Frère Raphaël, 35 ans, est moine cistercien et prêtre à l'abbaye de Sept-Fons depuis quatorze ans. Tous les quinze jours, il répond aux questions d'Olivia Descours sur la vie monastique et spirituelle. Dans cet entretien, il évoque en termes simples sa relation à Dieu et la manière dont celle-ci s'est construite au fil des années.

Question à Frère Raphaël – propos recueillis par Olivia Descours


Source Magazine : Qui est Dieu pour vous ?

Frère Raphaël : C’est une très belle question ! Au début, quand on entre au monastère, on ne sait pas très bien qui est Dieu. On connait Dieu théoriquement. On sait que c’est la sainte Trinité ! On sait surtout que c’est Quelqu’un qui nous a conduit, qui nous a appelé, discrètement il nous a attiré à lui. Quelqu’un qui a mis sur notre route les bonnes personnes. Au commencement, Dieu se révèle à travers des rencontres providentielles qui jalonnent notre chemin.

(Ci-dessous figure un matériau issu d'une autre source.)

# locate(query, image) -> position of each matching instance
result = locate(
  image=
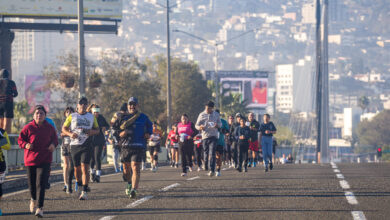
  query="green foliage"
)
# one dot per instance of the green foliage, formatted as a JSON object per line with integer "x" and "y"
{"x": 375, "y": 132}
{"x": 285, "y": 136}
{"x": 188, "y": 88}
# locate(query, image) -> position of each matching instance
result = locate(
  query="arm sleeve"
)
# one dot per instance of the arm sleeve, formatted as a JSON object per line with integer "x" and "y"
{"x": 95, "y": 124}
{"x": 14, "y": 90}
{"x": 68, "y": 121}
{"x": 23, "y": 138}
{"x": 8, "y": 145}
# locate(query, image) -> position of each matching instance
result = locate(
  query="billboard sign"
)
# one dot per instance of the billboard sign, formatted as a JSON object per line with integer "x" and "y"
{"x": 252, "y": 85}
{"x": 99, "y": 9}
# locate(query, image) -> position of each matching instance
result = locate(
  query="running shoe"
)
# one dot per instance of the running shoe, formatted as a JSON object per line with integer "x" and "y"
{"x": 83, "y": 195}
{"x": 39, "y": 213}
{"x": 33, "y": 205}
{"x": 69, "y": 190}
{"x": 128, "y": 190}
{"x": 133, "y": 194}
{"x": 93, "y": 176}
{"x": 97, "y": 179}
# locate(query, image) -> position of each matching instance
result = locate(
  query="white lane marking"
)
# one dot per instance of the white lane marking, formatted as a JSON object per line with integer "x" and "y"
{"x": 169, "y": 187}
{"x": 358, "y": 215}
{"x": 344, "y": 184}
{"x": 193, "y": 178}
{"x": 351, "y": 198}
{"x": 138, "y": 202}
{"x": 107, "y": 217}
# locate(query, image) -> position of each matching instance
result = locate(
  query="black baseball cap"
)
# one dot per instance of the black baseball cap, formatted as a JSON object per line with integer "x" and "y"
{"x": 83, "y": 100}
{"x": 210, "y": 104}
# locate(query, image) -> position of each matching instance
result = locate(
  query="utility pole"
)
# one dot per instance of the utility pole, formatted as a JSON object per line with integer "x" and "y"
{"x": 169, "y": 105}
{"x": 325, "y": 91}
{"x": 318, "y": 79}
{"x": 81, "y": 61}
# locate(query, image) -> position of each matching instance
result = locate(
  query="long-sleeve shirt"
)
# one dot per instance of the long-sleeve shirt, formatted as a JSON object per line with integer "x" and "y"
{"x": 208, "y": 120}
{"x": 242, "y": 131}
{"x": 40, "y": 136}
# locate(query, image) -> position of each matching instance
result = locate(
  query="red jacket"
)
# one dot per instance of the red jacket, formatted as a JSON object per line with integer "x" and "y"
{"x": 40, "y": 137}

Puis, petit à petit – cela vient assez lentement mais de manière très sûre – plus on avance dans la vie monastique, plus on apprend à le connaître Lui. Une vraie relation s’instaure. Dans ma journée, j’ai deux interlocuteurs.

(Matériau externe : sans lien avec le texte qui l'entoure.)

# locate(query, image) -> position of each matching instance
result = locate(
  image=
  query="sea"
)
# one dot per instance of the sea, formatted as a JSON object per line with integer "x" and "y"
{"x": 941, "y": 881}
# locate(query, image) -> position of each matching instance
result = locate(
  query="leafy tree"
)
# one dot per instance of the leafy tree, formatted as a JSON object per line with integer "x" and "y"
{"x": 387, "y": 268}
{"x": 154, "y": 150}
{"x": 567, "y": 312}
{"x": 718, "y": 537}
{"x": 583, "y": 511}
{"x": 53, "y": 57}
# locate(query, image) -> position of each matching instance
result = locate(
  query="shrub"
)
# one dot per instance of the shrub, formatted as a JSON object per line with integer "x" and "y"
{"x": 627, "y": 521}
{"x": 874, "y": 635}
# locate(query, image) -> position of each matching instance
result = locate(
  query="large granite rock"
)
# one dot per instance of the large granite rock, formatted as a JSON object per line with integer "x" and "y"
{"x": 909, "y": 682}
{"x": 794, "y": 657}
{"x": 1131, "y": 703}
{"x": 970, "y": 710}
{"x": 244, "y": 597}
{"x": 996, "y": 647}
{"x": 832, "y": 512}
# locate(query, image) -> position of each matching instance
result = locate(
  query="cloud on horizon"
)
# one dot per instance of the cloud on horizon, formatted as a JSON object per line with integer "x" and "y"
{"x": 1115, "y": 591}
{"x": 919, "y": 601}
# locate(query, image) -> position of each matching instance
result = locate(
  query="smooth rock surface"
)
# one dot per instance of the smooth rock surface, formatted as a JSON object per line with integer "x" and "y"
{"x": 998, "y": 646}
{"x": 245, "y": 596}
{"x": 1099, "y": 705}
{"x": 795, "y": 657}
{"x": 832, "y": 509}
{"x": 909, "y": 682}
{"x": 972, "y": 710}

S : Concrètement, cette rencontre, qu’est-ce qu’elle change dans votre vie ?

FR : Tout ce qu’on fait – même les choses qui nous plaisent, même celles qui ne nous plaisent pas – on les fait pour lui, parce qu’on veut le suivre. C’est cela qui donne du sens aux choses. Un moine n’a pas qu’une vie de pénitence. Notre vie est pleine de joie authentique. Cette joie, elle n’a de sens, elle n’est pleine, que parce qu’elle est ordonnée dans notre cœur à Dieu.


S : Vous avez évoqué deux interlocuteurs dans votre journée. Je comprends que le premier c’est Jésus. Quel est le deuxième ?

FR : C’est la Vierge Marie. J’ai appris à dire le « Je vous Salue Marie » à dix-huit, dix-neuf ans ! J’avais demandé à quelqu’un de me l’écrire sur un papier car je ne connaissais pas cette prière. Je l’ai apprise par cœur. Mais je n’avais pas de relation particulière avec la Sainte Vierge.

C’est au monastère, pendant mon noviciat, que j’ai noué cette relation de manière un peu volontaire – c’est-à-dire en priant la Sainte Vierge tous les jours. Il s’est créé quelque chose de fort qui structure ma journée. La Vierge Marie est vraiment ma deuxième interlocutrice – mais il n’y a pas de concurrence, c’est indissociable. Elle est indispensable.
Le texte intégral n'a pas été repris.